Patchworkquilts · 07/03/2026 07:03

sorry op, your “friends” sound awful. They are gossiping about someone they hardly know and the person sending the voice messages is massively overstepping. I would be very blunt with them and tell them they clearly don’t know the lady well and their actions are starting to make you feel very uncomfortable so you will be taking a step back from any gossiping about this lady. I would be rethinking these friendships in general because they do really sound vile.

Exactly this. Why are they so invested in this random woman?

QuizNight · 07/03/2026 11:18

Passingthrough123 · 07/03/2026 08:40

Rude. The rest of us have understood her perfectly well.

I can’t understand the situation and so didn’t reply. You’re possibly only seeing replies from the people who do understand and that’s why it looks like everyone does when there could be plenty like us who don’t and so stayed out of it (like the OP possibly should).

Tontostitis · 07/03/2026 11:34

Muffsies · 07/03/2026 07:30

There's a lot going on here, you may not be able to unpick it all. Is it possible that this colleague has been saying different things to different groups of people? Could she be lying about how well your friends actually do know her and what she's been saying amoung their group?
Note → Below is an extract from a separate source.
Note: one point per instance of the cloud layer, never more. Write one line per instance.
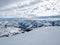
(30, 9)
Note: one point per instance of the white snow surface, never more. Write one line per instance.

I'm not sure how all of your group of friends could have read the situation so wrong.

I find it slightly more likely that your colleague might be being disengenous. Some people do create different lives and present completely differently to different groups of people, weird i know. They kind of love playing different parts in their own drama, but they can become come unstuck when people from their separate social groups intersect. Why doesn't she just tell your friend leaving the messages she got the wrong end of the stick herself? Surely that's the simple resolution, i would find it odd if she hasn't done this.

This, in spades with bells on. Id back away and refuse to get involved colleague sounds very problematic to me.

Muffsies · 07/03/2026 15:45

I used to work with someone who would always play the victim. You had to sympathise with all her tales if woe where she was the recipient of some wrong-doing, or incredible misfortune. One colleague did her a favour by giving her daughter free horse riding lessons - an extremely generous thing to do. You'd think she would be singing that womans praise? No a bit, she found things to critise her for and would talk behind her back.

On another occasion i was doing the office post rota and was finding it hard to cover fridays due to part-timers always having that day off (not within my control). She said to me that she'd cover all the fridays, and she loved helping to open the post as her friend worked in the post room. Great, i thanked her thinking it was the perfect solution. So one day i walk into the office to hear her complaining to three colleagues about how i was picking on her and making her do all the friday post opening, which i had apparently known she hated.

Be wary of people who have constant sob stories, or who always seem to be the victim.

PloddingAlong21 · 07/03/2026 18:35

Your friends sound unbearable. You all sound unbearable.

How is there this much drama in grown women’s lives?!. Who dissects others peoples lives this much unless their own is shit/they are deflecting? You don’t need tk come together to save this woman, who clearly doesn’t need saving. Trying to be a saviour when nobody is asking them to be screams…”issues in my own life!”

Back up out of it. Get a hobby. Imagine what they say about you OP…”oh her own child is not ok so we should help her too. Let’s be heroes!”